You can close an angel round with ‘mass syndication’
Nivi: I think entrepreneurs make two typical mistakes when they’re doing an angel round, and they come from what they’ve read online about how to close a VC round. So, there are two things.
One: they don’t name drop enough. They don’t mention who else is interested.
Two: and I guess more importantly, they’re looking for a lead, which you don’t necessarily need in an angel round.
When you put those two together and combine them with a term sheet that you essentially write yourself, you’ve got a new way to close an angel round which we call mass syndication, which I’ve done personally. And Naval, maybe you can talk about how often you see that happening, or if you don’t see that happening, or whatever.
Naval: It happens fairly often these days. Especially the Y Combinator companies, which are well trained by Paul Graham and crew, will exercise mass syndication a lot.

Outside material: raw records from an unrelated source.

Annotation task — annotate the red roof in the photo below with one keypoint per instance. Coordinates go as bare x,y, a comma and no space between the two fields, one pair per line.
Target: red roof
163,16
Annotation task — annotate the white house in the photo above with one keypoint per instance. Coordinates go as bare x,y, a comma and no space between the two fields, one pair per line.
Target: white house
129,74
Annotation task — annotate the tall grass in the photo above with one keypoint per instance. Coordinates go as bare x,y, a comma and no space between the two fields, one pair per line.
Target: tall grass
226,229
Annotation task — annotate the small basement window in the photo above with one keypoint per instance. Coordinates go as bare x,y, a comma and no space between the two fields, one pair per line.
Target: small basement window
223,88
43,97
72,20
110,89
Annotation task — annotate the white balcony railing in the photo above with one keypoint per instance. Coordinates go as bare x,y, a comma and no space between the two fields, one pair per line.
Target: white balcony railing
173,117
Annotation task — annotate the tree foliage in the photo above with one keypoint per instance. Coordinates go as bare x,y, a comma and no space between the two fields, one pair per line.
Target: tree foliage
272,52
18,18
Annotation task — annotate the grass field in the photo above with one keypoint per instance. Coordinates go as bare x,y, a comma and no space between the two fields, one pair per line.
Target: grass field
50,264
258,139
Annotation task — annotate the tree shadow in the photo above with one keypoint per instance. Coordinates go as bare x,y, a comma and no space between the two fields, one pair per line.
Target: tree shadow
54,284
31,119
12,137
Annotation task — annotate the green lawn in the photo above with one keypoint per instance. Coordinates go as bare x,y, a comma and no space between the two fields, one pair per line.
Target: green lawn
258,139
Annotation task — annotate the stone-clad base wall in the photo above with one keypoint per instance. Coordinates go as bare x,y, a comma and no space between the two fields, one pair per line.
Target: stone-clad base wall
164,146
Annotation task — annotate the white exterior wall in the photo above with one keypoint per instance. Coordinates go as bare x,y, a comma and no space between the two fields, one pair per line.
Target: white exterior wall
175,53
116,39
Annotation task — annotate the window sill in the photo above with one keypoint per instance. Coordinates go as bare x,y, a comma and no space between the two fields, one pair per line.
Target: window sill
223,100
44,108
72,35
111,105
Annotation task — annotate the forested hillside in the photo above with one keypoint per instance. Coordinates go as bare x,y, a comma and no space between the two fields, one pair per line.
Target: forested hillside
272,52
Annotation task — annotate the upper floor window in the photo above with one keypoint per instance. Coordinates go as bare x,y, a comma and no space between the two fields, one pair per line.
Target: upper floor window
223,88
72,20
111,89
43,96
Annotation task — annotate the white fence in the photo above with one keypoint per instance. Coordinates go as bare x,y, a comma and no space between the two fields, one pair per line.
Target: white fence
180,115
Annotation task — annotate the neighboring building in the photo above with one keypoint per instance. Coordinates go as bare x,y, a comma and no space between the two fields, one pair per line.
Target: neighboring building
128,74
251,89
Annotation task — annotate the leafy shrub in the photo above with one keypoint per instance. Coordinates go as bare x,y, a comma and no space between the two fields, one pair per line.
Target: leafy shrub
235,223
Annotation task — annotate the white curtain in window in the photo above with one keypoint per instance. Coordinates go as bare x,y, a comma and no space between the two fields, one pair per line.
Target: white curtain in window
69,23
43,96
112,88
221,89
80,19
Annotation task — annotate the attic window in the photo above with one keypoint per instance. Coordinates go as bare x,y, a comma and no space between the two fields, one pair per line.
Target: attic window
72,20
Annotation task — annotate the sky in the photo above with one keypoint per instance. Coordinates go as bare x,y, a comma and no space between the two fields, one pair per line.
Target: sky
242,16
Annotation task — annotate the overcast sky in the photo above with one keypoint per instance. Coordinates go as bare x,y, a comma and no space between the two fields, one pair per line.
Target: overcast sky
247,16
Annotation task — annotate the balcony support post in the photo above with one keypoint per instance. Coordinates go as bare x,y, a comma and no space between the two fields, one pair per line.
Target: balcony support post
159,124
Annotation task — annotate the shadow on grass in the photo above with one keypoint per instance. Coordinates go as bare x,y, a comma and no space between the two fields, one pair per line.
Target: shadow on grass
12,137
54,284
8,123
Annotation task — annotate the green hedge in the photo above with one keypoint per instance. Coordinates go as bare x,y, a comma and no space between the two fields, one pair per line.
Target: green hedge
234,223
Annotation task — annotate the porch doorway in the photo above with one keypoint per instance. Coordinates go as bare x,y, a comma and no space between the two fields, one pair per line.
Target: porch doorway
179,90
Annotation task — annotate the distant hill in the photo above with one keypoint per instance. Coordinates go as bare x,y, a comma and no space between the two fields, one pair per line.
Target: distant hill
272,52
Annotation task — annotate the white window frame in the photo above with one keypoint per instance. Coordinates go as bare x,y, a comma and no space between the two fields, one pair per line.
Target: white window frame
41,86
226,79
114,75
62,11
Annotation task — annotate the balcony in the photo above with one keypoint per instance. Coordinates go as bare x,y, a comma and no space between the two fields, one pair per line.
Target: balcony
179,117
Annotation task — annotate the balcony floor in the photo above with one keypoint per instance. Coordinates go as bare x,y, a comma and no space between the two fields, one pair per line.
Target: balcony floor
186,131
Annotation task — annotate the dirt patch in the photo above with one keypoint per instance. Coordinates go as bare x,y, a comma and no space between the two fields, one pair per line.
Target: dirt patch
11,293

So, they take the standard term sheet that they’ve been given and they go out and do a rolling close of various convertible notes. And it generally works pretty well.
The keys are that you have to set the terms and the valuation very, very reasonably. In fact, you have to probably price slightly below market, because otherwise the angels don’t trust you, then they want a lead who’s done the due diligence. You have to work with people that you have warm intros with, you have to name drop like crazy, and you have to create forcing functions to get the round to close. You can’t give people all the time in the world.